Now, the cover looked good. It looked professional, even. But then I started reading it. In the three pages that I read, I could tell beyond a doubt that it was a vanity press. I couldn't tell what the author was trying to say, there were terrible typos, factual data missing, and I even came across a place where the author was going to fix something and never got back to it (it was a string of letters in alphabetical order, I use DEAD BEEF myself).
Suspicious that this book, recommended as a good book, was actually a vanity press, i looked up the publisher. I am a research scientist by trade, and yeah: Vanity press.
I recognized so quickly it was a self published book, that I didn't even go through the whiny "How did this get published moment." You know the moment, where you read a terrible book--or more accurately, a book that you think is terrible--and think to yourself "Well, this got published," then you whinge on about 'if this got published, then why can't my book get published?'
I know we should all avoid these moments in our lives, and I have to admit that plenty of people say exactly these sorts of things to me all the time. But I'm ruined. I can't even rise to the bait anymore.
I think someone wore out the part of me that thinks that way. I have a friend. We'll call her Jen* for the time being. Jen doesn't like Twilight (Disclaimer: I'm not Jen, and I read the whole book. I know for a fact that Jen did not even read a chapter. While I'm not head over heels in love with Twilight, I can see why some people really enjoyed the book, and that's great for them). In fact, Jen takes every moment of her life to bash Twilight, specifically saying that "If that can get published, then I'm a shoe in." I've heard it so often that I now do the dreaded smile-and-nod. It's not that I don't agree (although, actually I don't agree with the "If x is crap and it got published, then my sort-of-almost-okay novel should also be published" idea), it's that I no longer care.
I've been working so hard at getting my own stuff into good shape that I just don't have the time to waste being annoyed at other peoples good fortune. Because that's what it comes down to when we think things like "If that got published, and my stuff is way better, it should be published to." What we're really saying is, "Damn they got lucky to get their piece of crap published, and I'm very unlucky for not getting my stellar piece of divinity on toast published." And that's not the case.

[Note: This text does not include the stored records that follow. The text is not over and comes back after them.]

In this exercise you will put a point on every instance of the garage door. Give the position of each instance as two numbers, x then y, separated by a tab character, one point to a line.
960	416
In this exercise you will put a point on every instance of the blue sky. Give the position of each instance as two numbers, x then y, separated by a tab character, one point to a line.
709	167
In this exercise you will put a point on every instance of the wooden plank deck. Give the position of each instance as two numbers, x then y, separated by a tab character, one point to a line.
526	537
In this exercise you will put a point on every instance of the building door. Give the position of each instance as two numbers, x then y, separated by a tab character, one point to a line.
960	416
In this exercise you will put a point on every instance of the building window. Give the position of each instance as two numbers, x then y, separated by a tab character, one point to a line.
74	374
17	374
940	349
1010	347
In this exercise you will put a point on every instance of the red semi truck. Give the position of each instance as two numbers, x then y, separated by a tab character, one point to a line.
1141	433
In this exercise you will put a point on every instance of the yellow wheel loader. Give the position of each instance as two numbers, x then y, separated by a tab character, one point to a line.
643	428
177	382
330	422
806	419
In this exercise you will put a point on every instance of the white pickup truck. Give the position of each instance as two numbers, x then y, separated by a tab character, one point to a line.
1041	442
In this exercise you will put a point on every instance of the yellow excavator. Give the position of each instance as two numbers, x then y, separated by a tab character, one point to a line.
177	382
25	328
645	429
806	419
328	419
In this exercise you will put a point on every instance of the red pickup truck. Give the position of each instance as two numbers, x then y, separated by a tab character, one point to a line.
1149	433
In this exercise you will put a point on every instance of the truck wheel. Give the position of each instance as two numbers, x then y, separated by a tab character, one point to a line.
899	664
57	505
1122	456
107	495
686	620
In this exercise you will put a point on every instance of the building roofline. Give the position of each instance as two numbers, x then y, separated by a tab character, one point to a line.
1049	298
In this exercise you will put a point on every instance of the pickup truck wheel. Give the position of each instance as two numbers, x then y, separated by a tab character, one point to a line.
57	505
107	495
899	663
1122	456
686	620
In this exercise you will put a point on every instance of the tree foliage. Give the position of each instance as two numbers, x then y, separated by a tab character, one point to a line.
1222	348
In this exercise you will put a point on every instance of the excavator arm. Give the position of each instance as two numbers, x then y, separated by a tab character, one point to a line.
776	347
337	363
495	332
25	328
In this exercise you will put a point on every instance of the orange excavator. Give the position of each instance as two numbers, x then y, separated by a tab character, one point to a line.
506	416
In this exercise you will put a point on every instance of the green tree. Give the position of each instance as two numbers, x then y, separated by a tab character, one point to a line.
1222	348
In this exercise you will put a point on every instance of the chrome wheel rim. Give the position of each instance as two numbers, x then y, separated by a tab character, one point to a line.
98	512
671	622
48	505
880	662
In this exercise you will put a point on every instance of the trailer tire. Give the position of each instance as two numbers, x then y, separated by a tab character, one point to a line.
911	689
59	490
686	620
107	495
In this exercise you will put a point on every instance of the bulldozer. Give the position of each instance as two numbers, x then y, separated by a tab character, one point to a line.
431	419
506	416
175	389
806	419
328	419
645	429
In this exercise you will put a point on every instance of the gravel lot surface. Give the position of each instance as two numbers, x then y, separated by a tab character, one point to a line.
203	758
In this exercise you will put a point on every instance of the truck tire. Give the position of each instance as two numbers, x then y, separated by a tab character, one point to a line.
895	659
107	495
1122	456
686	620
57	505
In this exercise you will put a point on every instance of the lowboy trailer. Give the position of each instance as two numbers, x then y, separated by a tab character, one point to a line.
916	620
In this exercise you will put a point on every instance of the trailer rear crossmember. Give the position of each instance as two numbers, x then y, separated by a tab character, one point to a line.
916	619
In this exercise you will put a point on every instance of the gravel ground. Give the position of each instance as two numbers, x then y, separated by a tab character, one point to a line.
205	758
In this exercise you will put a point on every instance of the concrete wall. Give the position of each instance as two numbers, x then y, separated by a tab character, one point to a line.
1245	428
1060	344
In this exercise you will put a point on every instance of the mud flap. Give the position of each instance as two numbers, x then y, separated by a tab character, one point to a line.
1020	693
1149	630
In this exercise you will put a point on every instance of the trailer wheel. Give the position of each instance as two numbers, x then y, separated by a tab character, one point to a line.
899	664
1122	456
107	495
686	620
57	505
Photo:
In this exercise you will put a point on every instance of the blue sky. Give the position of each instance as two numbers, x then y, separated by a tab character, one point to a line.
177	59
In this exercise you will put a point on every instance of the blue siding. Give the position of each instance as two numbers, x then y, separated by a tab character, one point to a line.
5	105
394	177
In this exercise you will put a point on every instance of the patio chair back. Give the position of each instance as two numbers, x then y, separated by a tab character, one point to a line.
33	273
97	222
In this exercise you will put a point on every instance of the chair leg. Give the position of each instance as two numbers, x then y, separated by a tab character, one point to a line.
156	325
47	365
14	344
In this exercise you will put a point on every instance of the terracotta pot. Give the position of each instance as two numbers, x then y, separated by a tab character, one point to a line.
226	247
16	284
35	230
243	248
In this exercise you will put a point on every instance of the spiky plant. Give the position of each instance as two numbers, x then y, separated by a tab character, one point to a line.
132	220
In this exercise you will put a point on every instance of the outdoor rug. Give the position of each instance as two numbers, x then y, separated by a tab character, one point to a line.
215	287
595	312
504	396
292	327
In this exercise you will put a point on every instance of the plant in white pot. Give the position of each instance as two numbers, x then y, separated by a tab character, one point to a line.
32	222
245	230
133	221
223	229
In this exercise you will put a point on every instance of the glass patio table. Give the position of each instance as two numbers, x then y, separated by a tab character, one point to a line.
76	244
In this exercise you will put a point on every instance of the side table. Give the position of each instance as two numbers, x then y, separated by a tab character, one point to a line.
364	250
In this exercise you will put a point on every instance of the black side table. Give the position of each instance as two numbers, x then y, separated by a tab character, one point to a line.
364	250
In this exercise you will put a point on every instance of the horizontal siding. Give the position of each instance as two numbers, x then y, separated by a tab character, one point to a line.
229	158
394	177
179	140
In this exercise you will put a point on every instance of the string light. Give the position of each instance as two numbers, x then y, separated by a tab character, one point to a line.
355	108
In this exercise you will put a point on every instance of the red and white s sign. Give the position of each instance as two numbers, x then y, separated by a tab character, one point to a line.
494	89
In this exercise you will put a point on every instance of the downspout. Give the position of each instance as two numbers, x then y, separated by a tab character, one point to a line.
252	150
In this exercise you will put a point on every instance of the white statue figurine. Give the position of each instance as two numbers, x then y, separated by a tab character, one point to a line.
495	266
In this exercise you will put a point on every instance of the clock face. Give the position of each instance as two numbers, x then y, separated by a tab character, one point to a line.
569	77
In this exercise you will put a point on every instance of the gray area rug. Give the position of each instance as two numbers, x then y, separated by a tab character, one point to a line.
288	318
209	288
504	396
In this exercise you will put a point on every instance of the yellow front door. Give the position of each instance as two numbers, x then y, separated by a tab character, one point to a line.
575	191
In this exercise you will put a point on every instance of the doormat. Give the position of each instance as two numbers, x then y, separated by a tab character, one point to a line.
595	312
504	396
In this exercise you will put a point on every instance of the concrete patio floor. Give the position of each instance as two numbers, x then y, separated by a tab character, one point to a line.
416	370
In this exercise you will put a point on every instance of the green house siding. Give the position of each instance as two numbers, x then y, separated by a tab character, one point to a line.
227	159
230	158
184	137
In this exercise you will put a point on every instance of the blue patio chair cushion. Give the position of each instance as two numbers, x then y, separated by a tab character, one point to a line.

The more I work on this process, the more I see that my crazy dream about carving offers out of stone wasn't that far fetched. It is hard work to put together something that anyone will consider, let alone offer to represent, and that's not even getting into the whole actually selling and publishing the book thing. It is Hard Work. Yes, there is some luck, but my friend really fails to see that even the worst book she's ever read was edited by the author, probably more than once, edited by an agent, edited by the editors at the publisher, and probably edited once more before actually passing the gate to being published. In short, lots and lots of work went into that book. Mountains more work goes into a book than goes into a first draft, and that's why first drafts are so obvious. So obvious that I can spot one, even when it's dressed up in book clothing.
It really did look professional, until I read any of it.